Les GAFA (Google, Apple, Facebook et Amazon) continuent de causer des soucis aux fiscs locaux, notamment en Europe, grâce à leurs diverses techniques d’optimisation fiscale. Mais selon Bruno Le Maire, qui a accordé un entretien au Journal Du Dimanche, cette époque est révolue : une taxe serait en préparation.

Une taxation généralisée pour les géants du web

Si la taxe vise les GAFA du fait de leurs chiffres d’affaires vertigineux, elle va cibler toutes les multinationales. Son entrée en vigueur, selon Bruno Le Maire, pourrait être rapide puisqu’il déclare lui-même préférer une taxe a minima plutôt que des « négociations interminables ». Le montant de cette taxe n’est toutefois pas encore connu déclare-t-il au JDD le dimanche 4 mars 2018.

Comme toujours, à l’origine de cette taxe on trouve la Dame de Fer de l’Union Européenne, la Commissaire à la concurrence Margrethe Vestager. Elle fait la guerre aux pratiques d’optimisation fiscale des GAFA et des multinationales depuis des années avec des succès historiques comme la condamnation d’Apple à rendre 13 milliards d’euros d’impôts à l’Irlande, condamnation de laquelle Apple et l’Irlande ont fait appel.

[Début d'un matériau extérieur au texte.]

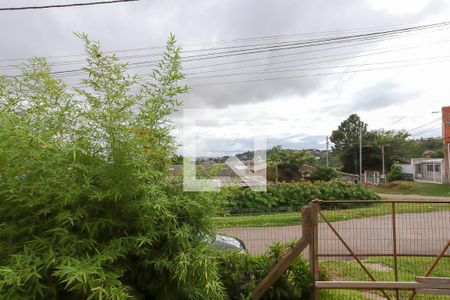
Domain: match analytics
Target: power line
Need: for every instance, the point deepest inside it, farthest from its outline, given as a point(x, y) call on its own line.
point(250, 49)
point(423, 125)
point(302, 76)
point(141, 64)
point(64, 5)
point(307, 34)
point(440, 58)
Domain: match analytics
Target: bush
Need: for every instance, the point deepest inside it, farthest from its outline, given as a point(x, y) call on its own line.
point(324, 173)
point(295, 194)
point(240, 274)
point(395, 172)
point(87, 210)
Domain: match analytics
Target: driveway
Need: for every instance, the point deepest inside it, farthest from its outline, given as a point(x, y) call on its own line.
point(417, 233)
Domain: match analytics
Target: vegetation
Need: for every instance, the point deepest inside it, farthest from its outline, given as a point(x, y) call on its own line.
point(394, 173)
point(284, 163)
point(396, 144)
point(87, 210)
point(292, 216)
point(325, 174)
point(413, 188)
point(241, 272)
point(293, 194)
point(409, 268)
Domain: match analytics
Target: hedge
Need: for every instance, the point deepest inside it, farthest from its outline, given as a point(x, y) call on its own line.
point(294, 194)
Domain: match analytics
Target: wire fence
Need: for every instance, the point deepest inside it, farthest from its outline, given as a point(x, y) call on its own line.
point(359, 241)
point(398, 241)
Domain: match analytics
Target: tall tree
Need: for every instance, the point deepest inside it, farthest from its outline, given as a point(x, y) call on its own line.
point(346, 142)
point(286, 162)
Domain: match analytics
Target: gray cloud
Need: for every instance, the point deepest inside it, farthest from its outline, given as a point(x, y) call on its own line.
point(380, 95)
point(49, 32)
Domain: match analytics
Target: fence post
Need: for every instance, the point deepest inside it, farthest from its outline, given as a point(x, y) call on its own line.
point(314, 247)
point(286, 261)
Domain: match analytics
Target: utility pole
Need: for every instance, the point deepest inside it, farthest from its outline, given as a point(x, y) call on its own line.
point(382, 159)
point(360, 154)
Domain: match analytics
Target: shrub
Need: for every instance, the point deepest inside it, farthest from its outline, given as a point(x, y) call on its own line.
point(87, 211)
point(295, 194)
point(240, 274)
point(324, 173)
point(395, 172)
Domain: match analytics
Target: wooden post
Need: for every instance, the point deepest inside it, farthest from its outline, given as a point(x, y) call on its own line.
point(286, 262)
point(394, 246)
point(314, 248)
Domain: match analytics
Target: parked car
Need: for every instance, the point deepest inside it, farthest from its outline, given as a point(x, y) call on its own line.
point(221, 241)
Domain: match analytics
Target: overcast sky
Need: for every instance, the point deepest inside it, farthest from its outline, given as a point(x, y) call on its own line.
point(393, 83)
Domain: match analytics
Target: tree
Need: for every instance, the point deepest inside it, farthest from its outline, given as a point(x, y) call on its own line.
point(395, 145)
point(346, 142)
point(394, 173)
point(286, 162)
point(87, 210)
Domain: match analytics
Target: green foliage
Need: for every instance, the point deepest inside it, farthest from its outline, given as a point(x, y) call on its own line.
point(324, 173)
point(347, 133)
point(285, 163)
point(394, 173)
point(294, 194)
point(241, 272)
point(346, 139)
point(87, 210)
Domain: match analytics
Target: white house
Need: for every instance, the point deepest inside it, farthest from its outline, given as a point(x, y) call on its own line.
point(424, 170)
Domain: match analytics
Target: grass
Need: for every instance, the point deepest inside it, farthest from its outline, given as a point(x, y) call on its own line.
point(414, 188)
point(294, 217)
point(408, 267)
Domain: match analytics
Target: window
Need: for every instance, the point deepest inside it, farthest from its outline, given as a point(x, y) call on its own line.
point(434, 167)
point(437, 167)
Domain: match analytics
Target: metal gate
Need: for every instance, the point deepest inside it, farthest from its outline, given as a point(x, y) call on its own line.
point(389, 250)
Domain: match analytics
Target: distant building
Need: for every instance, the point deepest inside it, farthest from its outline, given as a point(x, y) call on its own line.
point(424, 170)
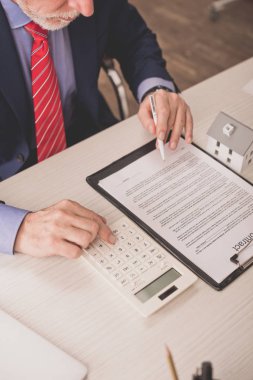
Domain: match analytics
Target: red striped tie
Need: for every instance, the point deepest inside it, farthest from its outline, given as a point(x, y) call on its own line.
point(49, 123)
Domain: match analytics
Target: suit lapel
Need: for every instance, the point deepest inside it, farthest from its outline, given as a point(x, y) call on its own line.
point(12, 82)
point(82, 34)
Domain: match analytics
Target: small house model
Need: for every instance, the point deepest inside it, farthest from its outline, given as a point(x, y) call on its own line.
point(231, 142)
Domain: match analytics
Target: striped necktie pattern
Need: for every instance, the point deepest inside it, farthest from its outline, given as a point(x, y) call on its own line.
point(48, 115)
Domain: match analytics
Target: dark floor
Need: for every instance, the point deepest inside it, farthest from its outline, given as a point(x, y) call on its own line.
point(195, 47)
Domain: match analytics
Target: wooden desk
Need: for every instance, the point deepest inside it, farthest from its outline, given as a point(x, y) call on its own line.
point(72, 306)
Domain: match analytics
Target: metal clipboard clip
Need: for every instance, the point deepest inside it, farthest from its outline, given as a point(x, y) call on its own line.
point(236, 257)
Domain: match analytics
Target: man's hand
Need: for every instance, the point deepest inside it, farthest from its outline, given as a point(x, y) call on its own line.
point(172, 114)
point(62, 229)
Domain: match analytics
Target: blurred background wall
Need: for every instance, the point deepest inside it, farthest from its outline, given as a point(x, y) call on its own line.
point(194, 46)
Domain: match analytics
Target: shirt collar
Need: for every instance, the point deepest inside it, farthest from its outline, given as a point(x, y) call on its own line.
point(15, 15)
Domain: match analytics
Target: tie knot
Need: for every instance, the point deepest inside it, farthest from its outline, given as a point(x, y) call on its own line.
point(36, 31)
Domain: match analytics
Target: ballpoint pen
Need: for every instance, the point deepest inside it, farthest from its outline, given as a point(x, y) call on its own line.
point(171, 364)
point(154, 114)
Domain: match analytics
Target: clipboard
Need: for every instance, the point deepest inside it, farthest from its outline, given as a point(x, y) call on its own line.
point(94, 181)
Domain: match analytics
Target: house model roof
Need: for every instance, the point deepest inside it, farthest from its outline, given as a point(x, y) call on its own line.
point(232, 133)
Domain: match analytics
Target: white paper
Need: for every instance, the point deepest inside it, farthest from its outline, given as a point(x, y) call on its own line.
point(200, 207)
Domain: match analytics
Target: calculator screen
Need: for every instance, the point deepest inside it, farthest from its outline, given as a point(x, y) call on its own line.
point(158, 284)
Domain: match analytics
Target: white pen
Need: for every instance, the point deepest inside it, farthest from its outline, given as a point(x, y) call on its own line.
point(154, 114)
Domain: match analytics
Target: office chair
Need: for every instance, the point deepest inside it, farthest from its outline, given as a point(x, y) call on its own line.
point(216, 7)
point(110, 69)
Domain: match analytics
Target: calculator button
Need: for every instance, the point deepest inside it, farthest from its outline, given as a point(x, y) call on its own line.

De combien seront taxés les GAFA ?

La taxe sera dévoilée le 20 mars 2018 lors du G20 qui se tiendra à Buenos Aires, selon Bruno Le Maire. Les discussions continuent en effet concernant le montant de cette taxe qui devrait être entre 2 % et 6 % du chiffre d’affaires des entreprises concernées.

Pour Bruno Le Maire, interrogé par le JDD, il est fort probable que cette taxe sera « plus près de 2 % que de 6 % » pour une raison simple : elle va surtout créer un antécédent. Une fois instaurée et acceptée par les multinationales, cette taxe pourra être facilement augmentée dans quelques années.

Mais si la Commission Européenne décidait de taxer directement à 6 % les GAFA elle court le risque de voir cette décision être attaquée en justice ce qui ouvrirait la voie à des années de procédure. Avec une taxe de 2 % elle peut presque être sûre que les GAFA, qui sont régulièrement critiqués par les autorités mais également par leurs propres clients, accepteront sans trop faire d’histoires.